As the January 2026 Iran protest wave continues, after first erupting on 28 December 2025, some of the largest protests and sharpest violence have concentrated in Ilam province and, to a lesser degree, in adjacent parts of Kermanshah. In Ilam, the protest movement has been especially persistent and widespread across Malekshahi County, Chavar, and Ilam city itself. These areas overlap with the social geography of two of Ilam’s largest Shi’a Kurdish tribal groupings, the Malekshahi and the Arkawazi.

Context: As of 7 January, at least five Kurdish protesters have reportedly been killed in Ilam’s core Malekshahi and Arkawazi areas after the IRGC opened fire, out of 27 confirmed killed nationwide. In proportional terms, that is roughly 18.5% of the total confirmed deaths even though Ilam province as a whole accounts for only about 0.73% of Iran’s population.

Analysis: In Iran’s Kurdish politics, Ilam and Kermanshah have long been treated as peripheral terrain. The traditional Kurdish parties largely failed to build deep structures there, in part because their leadership and social base historically came from the Sunni, Sorani-speaking belt further north. But the past few years have seen a clearer rise in Kurdish nationalist sentiment in the Shi’a Kurdish south as well. Among organised Kurdish movements, the one actor that has most consistently managed to penetrate these areas is PJAK, the PKK’s Iranian offshoot, which appears to have built a following particularly within Malekshahi and Arkawazi milieus.
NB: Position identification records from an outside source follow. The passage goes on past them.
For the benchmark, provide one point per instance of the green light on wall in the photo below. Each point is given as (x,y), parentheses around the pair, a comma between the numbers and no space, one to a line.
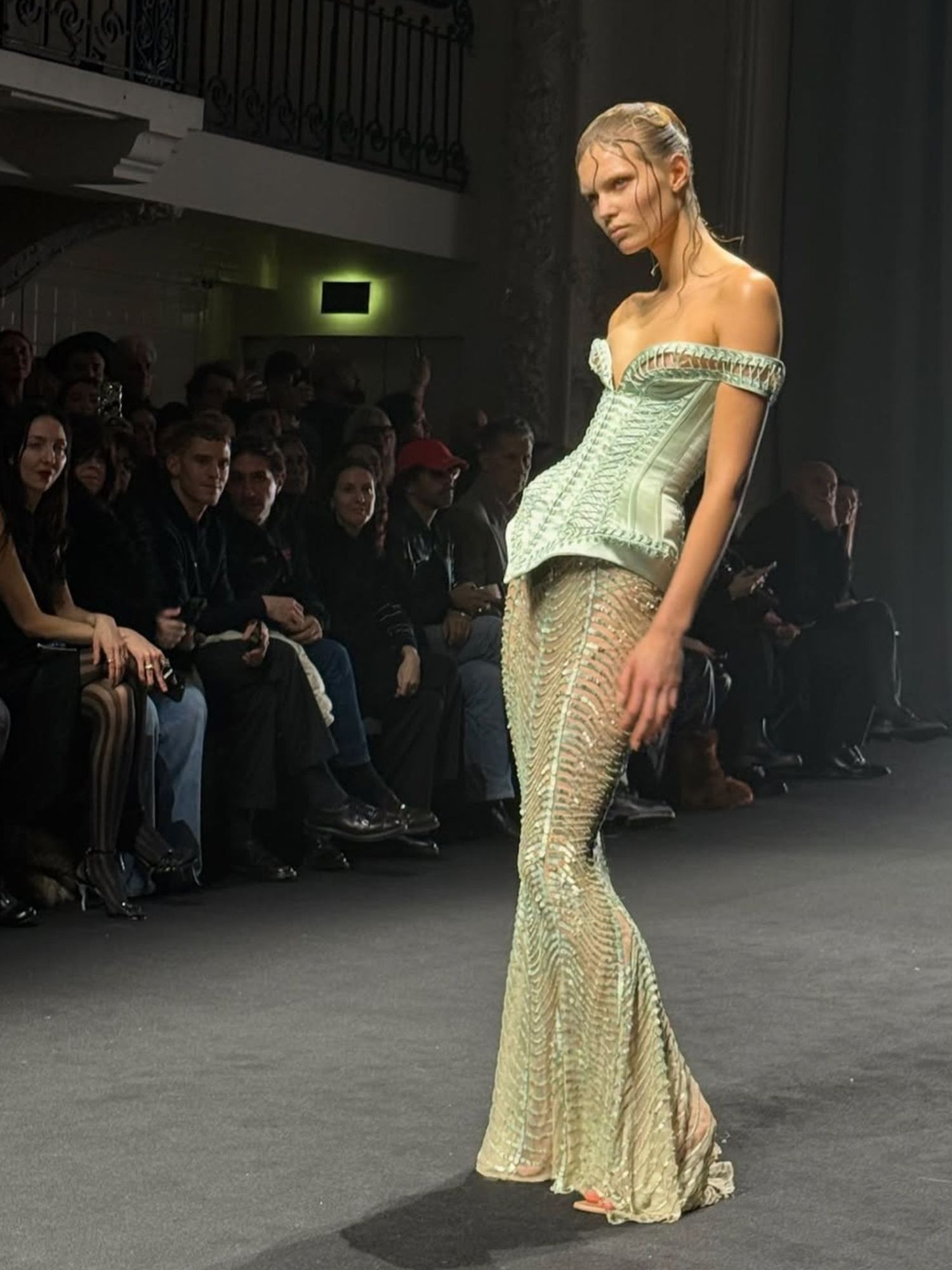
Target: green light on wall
(360,303)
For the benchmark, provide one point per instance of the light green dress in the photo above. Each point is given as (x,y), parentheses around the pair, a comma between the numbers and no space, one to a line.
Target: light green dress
(591,1088)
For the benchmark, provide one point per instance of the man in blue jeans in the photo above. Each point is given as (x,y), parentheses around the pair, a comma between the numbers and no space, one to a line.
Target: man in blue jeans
(456,618)
(267,558)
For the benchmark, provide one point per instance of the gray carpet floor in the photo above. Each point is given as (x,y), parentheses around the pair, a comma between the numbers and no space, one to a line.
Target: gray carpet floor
(296,1078)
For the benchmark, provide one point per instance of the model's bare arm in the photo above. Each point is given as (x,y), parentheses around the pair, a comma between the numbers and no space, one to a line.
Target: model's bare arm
(751,321)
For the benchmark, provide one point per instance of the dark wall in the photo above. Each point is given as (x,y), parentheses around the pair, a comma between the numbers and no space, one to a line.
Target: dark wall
(868,289)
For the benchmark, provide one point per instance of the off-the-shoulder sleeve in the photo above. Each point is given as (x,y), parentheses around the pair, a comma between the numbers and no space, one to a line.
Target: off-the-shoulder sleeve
(753,371)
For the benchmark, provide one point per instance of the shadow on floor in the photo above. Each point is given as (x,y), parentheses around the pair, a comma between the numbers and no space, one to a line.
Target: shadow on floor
(459,1226)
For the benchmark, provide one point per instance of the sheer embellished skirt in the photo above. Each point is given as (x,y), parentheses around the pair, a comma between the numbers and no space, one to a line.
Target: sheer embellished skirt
(591,1088)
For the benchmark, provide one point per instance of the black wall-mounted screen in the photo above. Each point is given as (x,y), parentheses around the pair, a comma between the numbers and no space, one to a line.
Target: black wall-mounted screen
(346,298)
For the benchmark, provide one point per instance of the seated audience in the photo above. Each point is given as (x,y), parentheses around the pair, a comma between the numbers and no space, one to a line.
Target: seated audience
(337,392)
(267,558)
(411,693)
(454,618)
(16,368)
(86,356)
(109,572)
(134,364)
(115,665)
(370,426)
(13,912)
(736,619)
(260,698)
(849,648)
(479,519)
(79,399)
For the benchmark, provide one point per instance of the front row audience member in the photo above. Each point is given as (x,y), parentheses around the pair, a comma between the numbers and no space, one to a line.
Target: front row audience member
(115,666)
(13,912)
(260,699)
(110,572)
(846,648)
(479,520)
(408,690)
(267,558)
(454,617)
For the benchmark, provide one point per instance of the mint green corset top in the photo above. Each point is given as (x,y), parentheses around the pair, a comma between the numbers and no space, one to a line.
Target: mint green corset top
(620,495)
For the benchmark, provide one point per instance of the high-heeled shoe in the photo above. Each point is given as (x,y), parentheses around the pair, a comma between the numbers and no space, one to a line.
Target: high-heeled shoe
(98,872)
(155,853)
(13,912)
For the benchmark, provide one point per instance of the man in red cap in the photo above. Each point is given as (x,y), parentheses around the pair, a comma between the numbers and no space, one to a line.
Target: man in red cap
(454,617)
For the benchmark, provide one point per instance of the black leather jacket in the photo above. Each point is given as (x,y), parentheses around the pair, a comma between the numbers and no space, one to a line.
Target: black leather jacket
(423,561)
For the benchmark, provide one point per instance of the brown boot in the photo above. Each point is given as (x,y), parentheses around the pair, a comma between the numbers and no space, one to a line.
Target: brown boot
(703,783)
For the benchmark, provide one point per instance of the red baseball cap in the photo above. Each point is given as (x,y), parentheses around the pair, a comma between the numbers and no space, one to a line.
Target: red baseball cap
(428,453)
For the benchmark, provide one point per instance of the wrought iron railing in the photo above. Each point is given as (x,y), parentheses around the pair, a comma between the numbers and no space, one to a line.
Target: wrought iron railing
(357,82)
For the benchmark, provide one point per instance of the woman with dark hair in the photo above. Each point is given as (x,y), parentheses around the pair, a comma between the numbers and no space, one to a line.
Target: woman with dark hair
(414,695)
(39,618)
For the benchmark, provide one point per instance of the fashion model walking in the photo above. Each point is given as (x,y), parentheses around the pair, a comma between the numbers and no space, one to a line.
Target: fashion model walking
(592,1093)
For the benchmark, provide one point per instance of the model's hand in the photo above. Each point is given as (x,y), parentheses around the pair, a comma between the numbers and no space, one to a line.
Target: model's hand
(409,674)
(649,686)
(456,629)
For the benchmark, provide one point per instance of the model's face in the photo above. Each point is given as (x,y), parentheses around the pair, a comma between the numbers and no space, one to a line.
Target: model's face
(44,457)
(296,469)
(253,488)
(201,472)
(91,473)
(633,203)
(82,399)
(355,498)
(16,359)
(507,464)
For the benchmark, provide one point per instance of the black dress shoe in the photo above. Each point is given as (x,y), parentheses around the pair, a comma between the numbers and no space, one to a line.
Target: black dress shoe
(15,914)
(253,860)
(497,822)
(902,725)
(425,849)
(323,857)
(847,765)
(418,821)
(772,760)
(628,811)
(356,821)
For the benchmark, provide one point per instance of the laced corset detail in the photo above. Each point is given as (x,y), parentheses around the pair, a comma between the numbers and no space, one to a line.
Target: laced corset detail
(619,495)
(689,361)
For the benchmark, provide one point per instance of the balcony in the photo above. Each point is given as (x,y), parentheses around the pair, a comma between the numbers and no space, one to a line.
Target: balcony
(360,83)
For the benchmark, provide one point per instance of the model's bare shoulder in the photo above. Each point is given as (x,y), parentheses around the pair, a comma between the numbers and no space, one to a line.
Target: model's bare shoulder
(748,312)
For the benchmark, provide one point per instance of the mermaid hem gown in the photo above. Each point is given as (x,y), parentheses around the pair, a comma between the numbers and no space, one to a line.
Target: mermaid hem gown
(591,1088)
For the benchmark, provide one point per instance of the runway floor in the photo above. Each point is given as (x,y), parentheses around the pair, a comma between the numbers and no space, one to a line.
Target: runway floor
(298,1078)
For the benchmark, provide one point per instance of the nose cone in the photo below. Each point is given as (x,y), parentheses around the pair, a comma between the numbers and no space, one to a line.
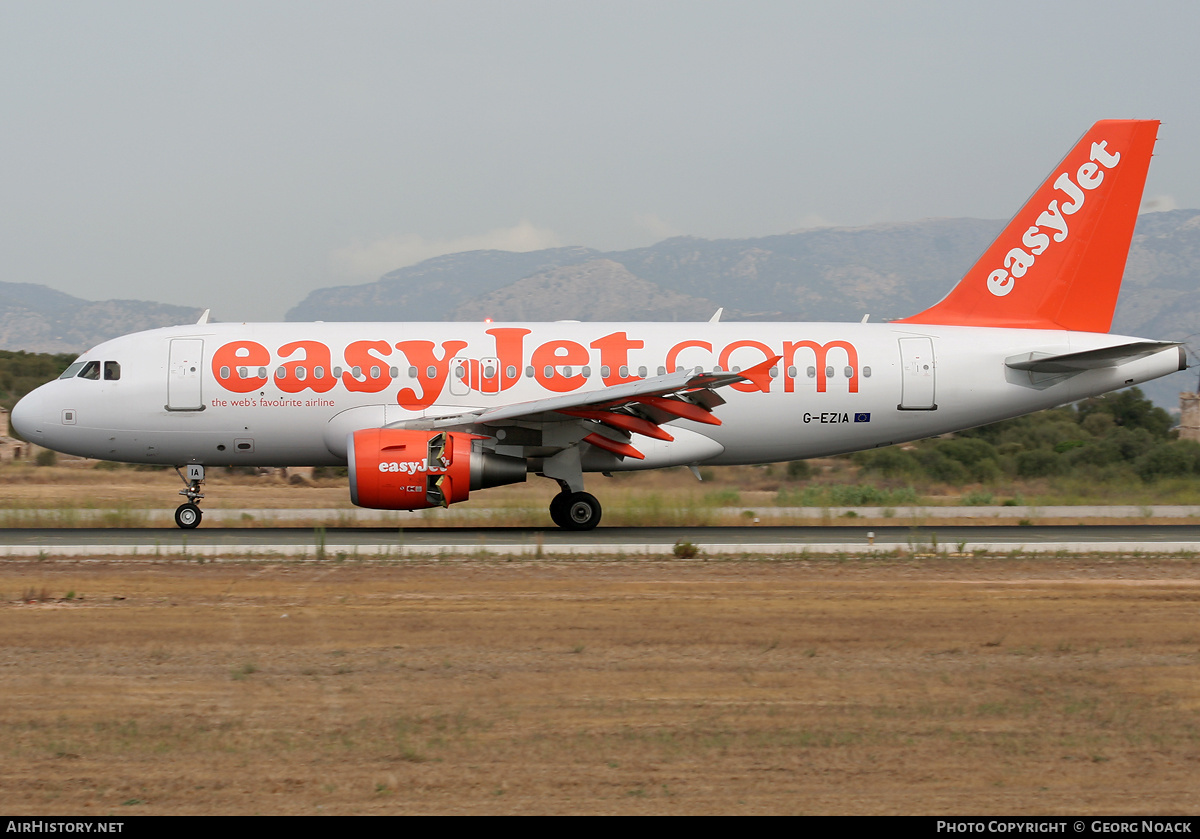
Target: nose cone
(28,417)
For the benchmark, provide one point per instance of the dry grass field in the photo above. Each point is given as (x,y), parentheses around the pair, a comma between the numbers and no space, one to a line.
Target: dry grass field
(855,687)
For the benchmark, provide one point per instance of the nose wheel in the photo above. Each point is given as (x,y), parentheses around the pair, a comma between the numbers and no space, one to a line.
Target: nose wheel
(187,515)
(575,510)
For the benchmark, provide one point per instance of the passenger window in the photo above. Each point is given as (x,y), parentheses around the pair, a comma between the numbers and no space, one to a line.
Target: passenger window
(73,370)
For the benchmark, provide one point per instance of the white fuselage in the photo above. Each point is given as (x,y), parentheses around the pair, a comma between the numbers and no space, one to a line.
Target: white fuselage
(233,394)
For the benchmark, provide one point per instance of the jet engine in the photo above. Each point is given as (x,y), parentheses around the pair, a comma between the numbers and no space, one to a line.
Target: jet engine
(401,469)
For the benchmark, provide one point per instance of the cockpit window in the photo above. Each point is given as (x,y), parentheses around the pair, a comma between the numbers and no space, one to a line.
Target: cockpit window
(73,370)
(90,371)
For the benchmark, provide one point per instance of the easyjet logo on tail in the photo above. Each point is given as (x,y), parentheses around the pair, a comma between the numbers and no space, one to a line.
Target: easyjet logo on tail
(1053,221)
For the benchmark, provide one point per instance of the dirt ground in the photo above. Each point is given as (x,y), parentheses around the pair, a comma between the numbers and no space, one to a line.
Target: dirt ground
(855,687)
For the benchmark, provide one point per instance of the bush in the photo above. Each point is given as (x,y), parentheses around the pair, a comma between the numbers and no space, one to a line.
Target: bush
(799,469)
(685,550)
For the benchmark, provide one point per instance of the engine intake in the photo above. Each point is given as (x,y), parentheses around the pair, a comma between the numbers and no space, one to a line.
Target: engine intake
(400,469)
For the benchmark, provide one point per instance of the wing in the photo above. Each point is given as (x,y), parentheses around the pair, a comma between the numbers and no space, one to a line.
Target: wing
(609,418)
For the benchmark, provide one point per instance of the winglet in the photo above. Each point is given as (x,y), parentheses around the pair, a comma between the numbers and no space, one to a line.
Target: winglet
(1060,261)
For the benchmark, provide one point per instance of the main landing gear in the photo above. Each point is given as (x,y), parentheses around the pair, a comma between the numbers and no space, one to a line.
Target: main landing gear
(575,510)
(189,515)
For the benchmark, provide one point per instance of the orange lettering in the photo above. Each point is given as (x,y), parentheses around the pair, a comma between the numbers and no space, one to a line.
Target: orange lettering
(747,387)
(358,354)
(231,357)
(421,355)
(559,354)
(615,354)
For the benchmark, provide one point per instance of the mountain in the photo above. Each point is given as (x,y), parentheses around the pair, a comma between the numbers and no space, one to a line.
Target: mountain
(40,319)
(837,274)
(831,274)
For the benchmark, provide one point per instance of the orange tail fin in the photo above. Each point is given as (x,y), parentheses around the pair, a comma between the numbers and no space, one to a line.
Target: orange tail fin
(1060,261)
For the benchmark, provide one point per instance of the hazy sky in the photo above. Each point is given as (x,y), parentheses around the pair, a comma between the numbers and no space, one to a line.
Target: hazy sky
(238,155)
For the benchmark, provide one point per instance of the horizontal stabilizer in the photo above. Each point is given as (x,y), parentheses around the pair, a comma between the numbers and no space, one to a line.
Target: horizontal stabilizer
(1092,359)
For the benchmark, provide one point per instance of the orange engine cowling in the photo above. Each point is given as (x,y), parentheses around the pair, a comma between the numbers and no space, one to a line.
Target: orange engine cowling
(400,469)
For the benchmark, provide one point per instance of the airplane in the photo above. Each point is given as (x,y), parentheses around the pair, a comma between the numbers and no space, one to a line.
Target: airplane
(425,413)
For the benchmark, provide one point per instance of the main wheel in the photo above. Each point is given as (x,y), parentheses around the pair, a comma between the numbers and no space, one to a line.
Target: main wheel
(581,511)
(558,509)
(187,516)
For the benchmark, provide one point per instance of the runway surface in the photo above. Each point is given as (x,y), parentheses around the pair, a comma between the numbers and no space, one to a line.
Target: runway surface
(630,541)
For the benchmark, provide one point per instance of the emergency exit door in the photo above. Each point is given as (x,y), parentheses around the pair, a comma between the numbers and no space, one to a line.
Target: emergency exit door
(184,375)
(918,375)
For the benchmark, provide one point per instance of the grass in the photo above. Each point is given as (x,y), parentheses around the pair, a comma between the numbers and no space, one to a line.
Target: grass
(77,493)
(876,685)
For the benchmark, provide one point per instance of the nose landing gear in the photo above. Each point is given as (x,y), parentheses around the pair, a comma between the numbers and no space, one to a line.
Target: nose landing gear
(189,515)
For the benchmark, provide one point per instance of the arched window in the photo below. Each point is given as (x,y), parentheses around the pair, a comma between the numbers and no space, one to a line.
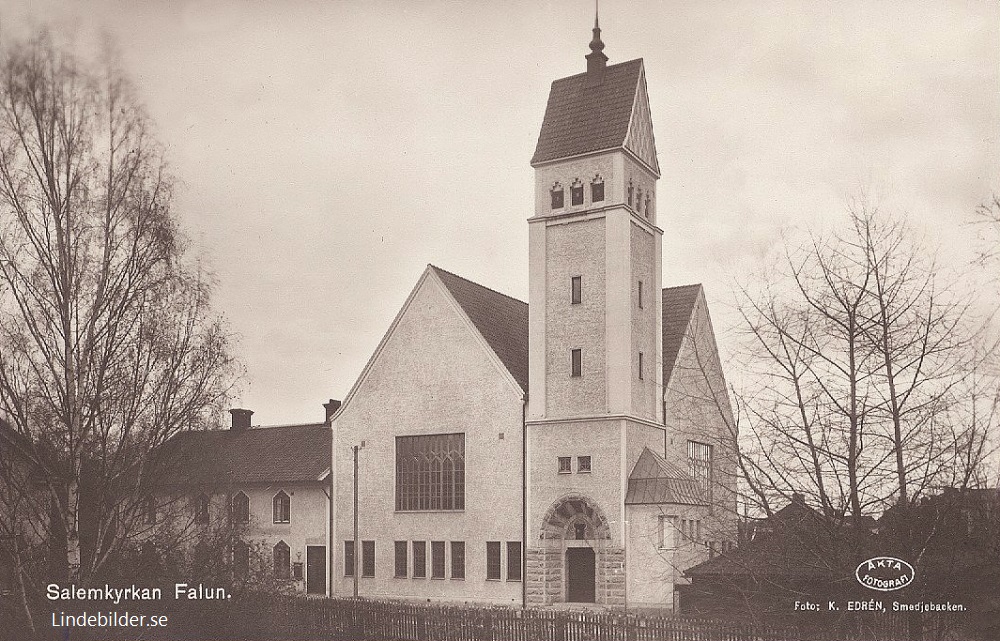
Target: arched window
(282,560)
(241,558)
(282,507)
(576,192)
(241,508)
(557,196)
(201,509)
(597,189)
This is why the regime’s preferred narrative about violence in the Ilam–Kermanshah belt has leaned on securitised language, casting the protests as a space where “separatist groups entered the field.” PJAK, for its part, has pushed the opposite framing: it has publicly elevated those killed in Malekshahi as a Kurdish symbol, describing the Malekshahi dead as “a symbol of the resistance of Zagros and of free Kurds.” The competing narratives matter because they both point to the same structural shift: Shi’a Kurdish areas that once sat outside the core of Kurdish party politics are being pulled more directly into Kurdish mobilisation, and they are doing so largely through the PKK/PJAK ecosystem rather than through the older Iran-based Kurdish parties.

There is also a strategic layer. The PKK ecosystem has a track record of replicating tactics across arenas. In Syria, its local offshoot, the YPG, leveraged tacit understandings with the Assad state at key moments to consolidate territory and institutions, then turned that foothold into political weight as conditions shifted. PJAK, as the PKK’s Iranian offshoot, is positioned to pursue a similar playbook in Iran’s Kurdish belt if the regime’s grip weakens or fractures. Even without assuming the same trajectory, the Ilam–Kermanshah belt now looks more consequential than it did in earlier protest cycles: PJAK’s cross-sectarian, leftist branding has made it the first Kurdish movement in Iran with a growing appeal that spans from the northwestern Kurdish belt to the far south in Ilam. That breadth becomes more important as Tehran faces compounding pressure from external shocks and internal unrest.

Finally, geography reinforces the point. Beyond ideology and networks, PJAK is also the only major Iranian Kurdish organisation positioned directly across the border with the practical ability to move people and build a physical footprint quickly if state control fractures. That does not mean collapse is imminent, but it does mean that the protest intensity in Ilam is not just a local story. It is a signal that the regime’s western border belt is becoming both a pressure point and, potentially, a staging ground for whichever Kurdish actor is best organised to exploit openings if they appear.